2) Act as an efficient conduit for distributing funds. Getting the money to the high performing keyword areas, whilst starving generic keywords which are hungry for exposure should be a key focus of your account optimisations
The 'Intent' Based Structure
Scanning keywords for intent could be viewed as the search marketing equivalent of demographics. By looking for any signs of user type within the search query, you can start to create groups of users which can, importantly, be analysed for behaviour patterns and metrics, leading to actionable insight.

A quick example would be creating group with Value intent: anyone searching on keywords containing the likes of 'discount', 'sale', 'cheap', 'cheapest'. You can then take this, review against the position of the business, the onsite metrics from your web analytics package and get some actionable insight (such as, lets cut all budget to this area and focus it elsewhere because we only sell the most valuable and luxury items ever to grace this earth, hence ROI is negligible)
Adapting Structure Based On Performance
As a campaign progresses you are going to build up valuable data about not only your intent based groups, but also particular keyword (be it positive or negative). In cases where keywords (or a small group of words) have performance values with an obvious impact on the it is worth creating specific campaigns to help benefit the overall ROI of the account. A couple of examples would be:
Greedy Generics: If removing these keywords is not an ideal option (good for brand visibility etc) make sure budget going to them is ring-fenced and you have the control of how much budget they use on a daily basis, not the number of search queries performed.

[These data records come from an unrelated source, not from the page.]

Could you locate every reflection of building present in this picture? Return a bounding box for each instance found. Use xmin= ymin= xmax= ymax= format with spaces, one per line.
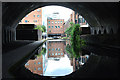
xmin=70 ymin=55 xmax=89 ymax=71
xmin=19 ymin=8 xmax=42 ymax=26
xmin=25 ymin=47 xmax=48 ymax=75
xmin=47 ymin=19 xmax=64 ymax=37
xmin=47 ymin=41 xmax=65 ymax=58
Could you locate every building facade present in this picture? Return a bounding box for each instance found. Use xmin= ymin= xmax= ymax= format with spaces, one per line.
xmin=19 ymin=8 xmax=42 ymax=26
xmin=47 ymin=19 xmax=64 ymax=37
xmin=64 ymin=11 xmax=90 ymax=35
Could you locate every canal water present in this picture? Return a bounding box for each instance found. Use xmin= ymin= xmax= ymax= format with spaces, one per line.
xmin=24 ymin=39 xmax=89 ymax=77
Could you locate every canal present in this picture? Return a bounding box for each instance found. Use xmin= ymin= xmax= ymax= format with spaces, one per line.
xmin=11 ymin=39 xmax=119 ymax=78
xmin=24 ymin=39 xmax=89 ymax=78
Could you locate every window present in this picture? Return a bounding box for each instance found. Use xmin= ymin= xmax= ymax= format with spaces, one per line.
xmin=49 ymin=30 xmax=51 ymax=32
xmin=52 ymin=53 xmax=54 ymax=55
xmin=58 ymin=53 xmax=60 ymax=55
xmin=25 ymin=20 xmax=28 ymax=23
xmin=58 ymin=26 xmax=60 ymax=28
xmin=52 ymin=26 xmax=54 ymax=28
xmin=55 ymin=53 xmax=57 ymax=55
xmin=58 ymin=21 xmax=59 ymax=24
xmin=34 ymin=62 xmax=36 ymax=64
xmin=55 ymin=48 xmax=57 ymax=51
xmin=52 ymin=48 xmax=54 ymax=51
xmin=37 ymin=15 xmax=40 ymax=17
xmin=38 ymin=67 xmax=42 ymax=70
xmin=58 ymin=48 xmax=60 ymax=51
xmin=61 ymin=21 xmax=62 ymax=24
xmin=38 ymin=62 xmax=41 ymax=64
xmin=48 ymin=26 xmax=50 ymax=28
xmin=49 ymin=53 xmax=51 ymax=55
xmin=34 ymin=68 xmax=36 ymax=70
xmin=55 ymin=21 xmax=57 ymax=24
xmin=61 ymin=53 xmax=63 ymax=55
xmin=48 ymin=21 xmax=50 ymax=24
xmin=49 ymin=49 xmax=51 ymax=51
xmin=55 ymin=26 xmax=57 ymax=28
xmin=52 ymin=21 xmax=53 ymax=24
xmin=33 ymin=15 xmax=35 ymax=17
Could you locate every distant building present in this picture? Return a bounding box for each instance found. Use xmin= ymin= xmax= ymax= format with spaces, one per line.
xmin=64 ymin=11 xmax=90 ymax=35
xmin=47 ymin=19 xmax=64 ymax=37
xmin=47 ymin=41 xmax=65 ymax=58
xmin=19 ymin=8 xmax=42 ymax=26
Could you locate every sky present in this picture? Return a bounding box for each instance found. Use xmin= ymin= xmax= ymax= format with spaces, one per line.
xmin=44 ymin=54 xmax=73 ymax=76
xmin=42 ymin=5 xmax=73 ymax=27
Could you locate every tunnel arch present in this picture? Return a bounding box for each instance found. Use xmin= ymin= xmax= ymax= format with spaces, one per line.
xmin=2 ymin=2 xmax=119 ymax=44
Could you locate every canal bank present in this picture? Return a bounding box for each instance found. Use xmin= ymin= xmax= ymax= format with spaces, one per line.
xmin=2 ymin=40 xmax=47 ymax=78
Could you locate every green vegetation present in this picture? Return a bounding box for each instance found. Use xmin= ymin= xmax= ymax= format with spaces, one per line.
xmin=34 ymin=25 xmax=46 ymax=32
xmin=65 ymin=22 xmax=86 ymax=58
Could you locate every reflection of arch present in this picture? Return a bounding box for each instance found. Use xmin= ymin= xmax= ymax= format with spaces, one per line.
xmin=98 ymin=30 xmax=101 ymax=34
xmin=104 ymin=29 xmax=107 ymax=34
xmin=110 ymin=28 xmax=113 ymax=34
xmin=94 ymin=30 xmax=97 ymax=34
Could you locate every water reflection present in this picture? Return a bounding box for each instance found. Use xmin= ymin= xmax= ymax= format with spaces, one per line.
xmin=25 ymin=40 xmax=89 ymax=77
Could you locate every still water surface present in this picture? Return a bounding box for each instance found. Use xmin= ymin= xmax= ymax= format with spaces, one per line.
xmin=25 ymin=40 xmax=89 ymax=77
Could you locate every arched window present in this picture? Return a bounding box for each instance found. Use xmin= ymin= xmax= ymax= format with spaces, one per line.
xmin=98 ymin=30 xmax=101 ymax=34
xmin=104 ymin=29 xmax=107 ymax=34
xmin=110 ymin=28 xmax=113 ymax=34
xmin=94 ymin=30 xmax=97 ymax=34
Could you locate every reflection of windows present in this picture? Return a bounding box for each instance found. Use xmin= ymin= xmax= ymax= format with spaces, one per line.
xmin=38 ymin=62 xmax=41 ymax=64
xmin=52 ymin=53 xmax=54 ymax=55
xmin=37 ymin=15 xmax=40 ymax=17
xmin=25 ymin=20 xmax=28 ymax=23
xmin=58 ymin=26 xmax=60 ymax=28
xmin=55 ymin=53 xmax=57 ymax=55
xmin=55 ymin=48 xmax=57 ymax=51
xmin=58 ymin=53 xmax=60 ymax=55
xmin=48 ymin=21 xmax=50 ymax=24
xmin=49 ymin=49 xmax=51 ymax=51
xmin=52 ymin=48 xmax=54 ymax=51
xmin=52 ymin=21 xmax=53 ymax=24
xmin=55 ymin=26 xmax=57 ymax=28
xmin=55 ymin=21 xmax=57 ymax=24
xmin=38 ymin=67 xmax=42 ymax=70
xmin=61 ymin=53 xmax=63 ymax=55
xmin=58 ymin=48 xmax=60 ymax=51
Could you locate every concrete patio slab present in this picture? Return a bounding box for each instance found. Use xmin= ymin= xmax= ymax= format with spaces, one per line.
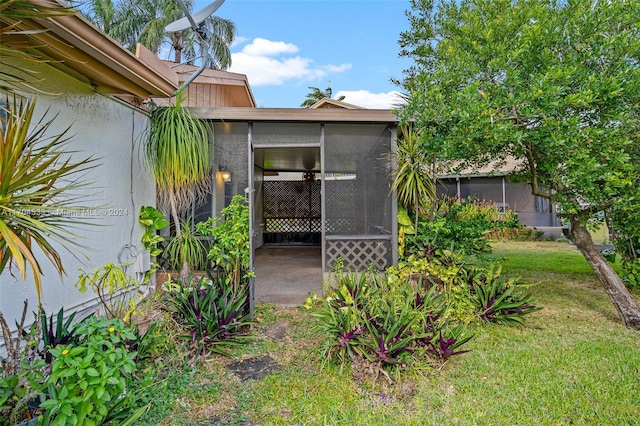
xmin=254 ymin=246 xmax=323 ymax=306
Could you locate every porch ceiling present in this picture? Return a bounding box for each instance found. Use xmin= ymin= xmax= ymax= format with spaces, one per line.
xmin=255 ymin=147 xmax=321 ymax=172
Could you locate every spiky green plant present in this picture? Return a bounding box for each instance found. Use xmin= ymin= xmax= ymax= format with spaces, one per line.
xmin=390 ymin=125 xmax=436 ymax=231
xmin=143 ymin=90 xmax=212 ymax=276
xmin=0 ymin=96 xmax=96 ymax=303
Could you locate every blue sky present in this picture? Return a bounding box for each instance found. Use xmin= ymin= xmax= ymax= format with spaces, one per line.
xmin=192 ymin=0 xmax=413 ymax=108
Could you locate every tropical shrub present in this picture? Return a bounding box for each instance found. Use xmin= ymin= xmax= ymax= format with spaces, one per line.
xmin=387 ymin=252 xmax=541 ymax=326
xmin=620 ymin=259 xmax=640 ymax=290
xmin=404 ymin=196 xmax=520 ymax=258
xmin=387 ymin=251 xmax=477 ymax=323
xmin=39 ymin=316 xmax=144 ymax=425
xmin=75 ymin=263 xmax=143 ymax=322
xmin=164 ymin=273 xmax=253 ymax=356
xmin=198 ymin=195 xmax=253 ymax=286
xmin=612 ymin=234 xmax=640 ymax=290
xmin=467 ymin=265 xmax=541 ymax=325
xmin=0 ymin=302 xmax=46 ymax=426
xmin=314 ymin=268 xmax=473 ymax=381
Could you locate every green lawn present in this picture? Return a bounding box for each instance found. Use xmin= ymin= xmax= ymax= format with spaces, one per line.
xmin=139 ymin=241 xmax=640 ymax=425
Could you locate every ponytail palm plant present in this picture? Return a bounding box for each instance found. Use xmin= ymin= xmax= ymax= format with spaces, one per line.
xmin=0 ymin=96 xmax=96 ymax=303
xmin=143 ymin=90 xmax=212 ymax=278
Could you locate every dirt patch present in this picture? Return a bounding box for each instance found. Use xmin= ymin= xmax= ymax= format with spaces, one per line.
xmin=225 ymin=355 xmax=282 ymax=381
xmin=261 ymin=320 xmax=290 ymax=341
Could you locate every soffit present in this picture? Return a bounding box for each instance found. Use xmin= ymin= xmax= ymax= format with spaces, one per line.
xmin=2 ymin=0 xmax=178 ymax=99
xmin=255 ymin=147 xmax=321 ymax=172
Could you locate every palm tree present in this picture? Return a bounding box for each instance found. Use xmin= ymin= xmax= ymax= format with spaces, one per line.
xmin=0 ymin=97 xmax=97 ymax=304
xmin=300 ymin=86 xmax=346 ymax=108
xmin=165 ymin=14 xmax=235 ymax=68
xmin=83 ymin=0 xmax=235 ymax=69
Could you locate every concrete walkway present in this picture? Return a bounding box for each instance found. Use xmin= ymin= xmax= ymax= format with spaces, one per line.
xmin=254 ymin=246 xmax=323 ymax=306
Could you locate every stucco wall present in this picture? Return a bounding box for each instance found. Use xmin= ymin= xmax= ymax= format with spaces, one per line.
xmin=0 ymin=85 xmax=155 ymax=334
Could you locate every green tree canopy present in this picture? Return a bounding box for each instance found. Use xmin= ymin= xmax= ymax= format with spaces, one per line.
xmin=398 ymin=0 xmax=640 ymax=328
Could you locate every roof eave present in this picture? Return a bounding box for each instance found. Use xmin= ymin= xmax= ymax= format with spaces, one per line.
xmin=11 ymin=0 xmax=178 ymax=99
xmin=190 ymin=107 xmax=399 ymax=123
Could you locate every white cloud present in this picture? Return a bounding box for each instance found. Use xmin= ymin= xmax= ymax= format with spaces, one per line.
xmin=230 ymin=36 xmax=249 ymax=48
xmin=229 ymin=38 xmax=350 ymax=87
xmin=336 ymin=90 xmax=405 ymax=109
xmin=241 ymin=37 xmax=298 ymax=56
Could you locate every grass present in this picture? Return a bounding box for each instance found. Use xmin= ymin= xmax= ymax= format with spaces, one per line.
xmin=137 ymin=241 xmax=640 ymax=425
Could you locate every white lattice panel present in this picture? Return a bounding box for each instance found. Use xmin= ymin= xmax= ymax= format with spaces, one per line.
xmin=326 ymin=240 xmax=388 ymax=271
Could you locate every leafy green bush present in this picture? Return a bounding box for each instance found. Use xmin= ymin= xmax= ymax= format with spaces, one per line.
xmin=620 ymin=259 xmax=640 ymax=289
xmin=165 ymin=273 xmax=253 ymax=356
xmin=387 ymin=252 xmax=541 ymax=326
xmin=404 ymin=196 xmax=520 ymax=258
xmin=387 ymin=251 xmax=477 ymax=323
xmin=1 ymin=303 xmax=47 ymax=426
xmin=197 ymin=195 xmax=253 ymax=286
xmin=39 ymin=316 xmax=144 ymax=425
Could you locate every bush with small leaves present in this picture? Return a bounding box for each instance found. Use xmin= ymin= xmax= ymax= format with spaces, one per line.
xmin=39 ymin=316 xmax=142 ymax=425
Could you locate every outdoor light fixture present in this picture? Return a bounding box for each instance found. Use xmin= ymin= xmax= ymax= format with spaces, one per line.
xmin=218 ymin=165 xmax=231 ymax=182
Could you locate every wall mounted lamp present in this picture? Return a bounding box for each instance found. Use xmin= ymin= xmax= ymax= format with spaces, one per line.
xmin=218 ymin=165 xmax=231 ymax=182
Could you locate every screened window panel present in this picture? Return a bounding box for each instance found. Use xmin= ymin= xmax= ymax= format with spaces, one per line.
xmin=252 ymin=122 xmax=321 ymax=147
xmin=212 ymin=122 xmax=249 ymax=203
xmin=324 ymin=123 xmax=393 ymax=236
xmin=323 ymin=123 xmax=394 ymax=271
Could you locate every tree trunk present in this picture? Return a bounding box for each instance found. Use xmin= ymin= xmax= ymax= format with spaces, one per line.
xmin=169 ymin=190 xmax=192 ymax=283
xmin=568 ymin=217 xmax=640 ymax=330
xmin=172 ymin=32 xmax=183 ymax=64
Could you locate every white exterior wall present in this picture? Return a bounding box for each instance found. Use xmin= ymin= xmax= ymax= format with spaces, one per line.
xmin=0 ymin=68 xmax=156 ymax=334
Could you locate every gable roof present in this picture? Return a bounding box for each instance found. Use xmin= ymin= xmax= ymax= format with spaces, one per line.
xmin=1 ymin=0 xmax=178 ymax=100
xmin=151 ymin=63 xmax=256 ymax=108
xmin=309 ymin=98 xmax=365 ymax=109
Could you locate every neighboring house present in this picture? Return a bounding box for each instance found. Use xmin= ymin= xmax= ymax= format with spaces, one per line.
xmin=0 ymin=3 xmax=179 ymax=334
xmin=308 ymin=98 xmax=365 ymax=110
xmin=437 ymin=159 xmax=560 ymax=229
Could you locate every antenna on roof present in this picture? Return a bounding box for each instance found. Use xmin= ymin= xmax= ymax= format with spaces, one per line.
xmin=165 ymin=0 xmax=226 ymax=95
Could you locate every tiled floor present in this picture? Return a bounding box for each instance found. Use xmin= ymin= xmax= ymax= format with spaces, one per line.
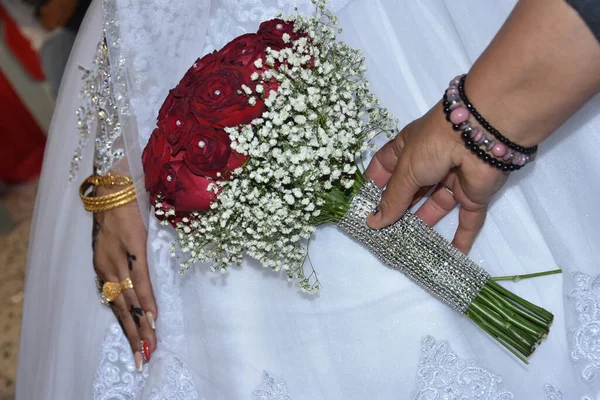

Perfect Fits: Often you will find a group of words which are perfect for your campaign i.e. they consistently drive converting traffic at affordable prices. Break these out into a campaign and give it a budget with plenty of headroom – whatever happens in the account, you want to make sure that these make up as big a proportion of your overall traffic as possible.
All things considered, if you can give yourself adequate time at the start of a campaign to thoroughly consider your structure, and to do the necessary analysis of user groups based on intents for the given website, then you can expect to reap the benefits as the campaign progresses (and grows tidily, hopefully).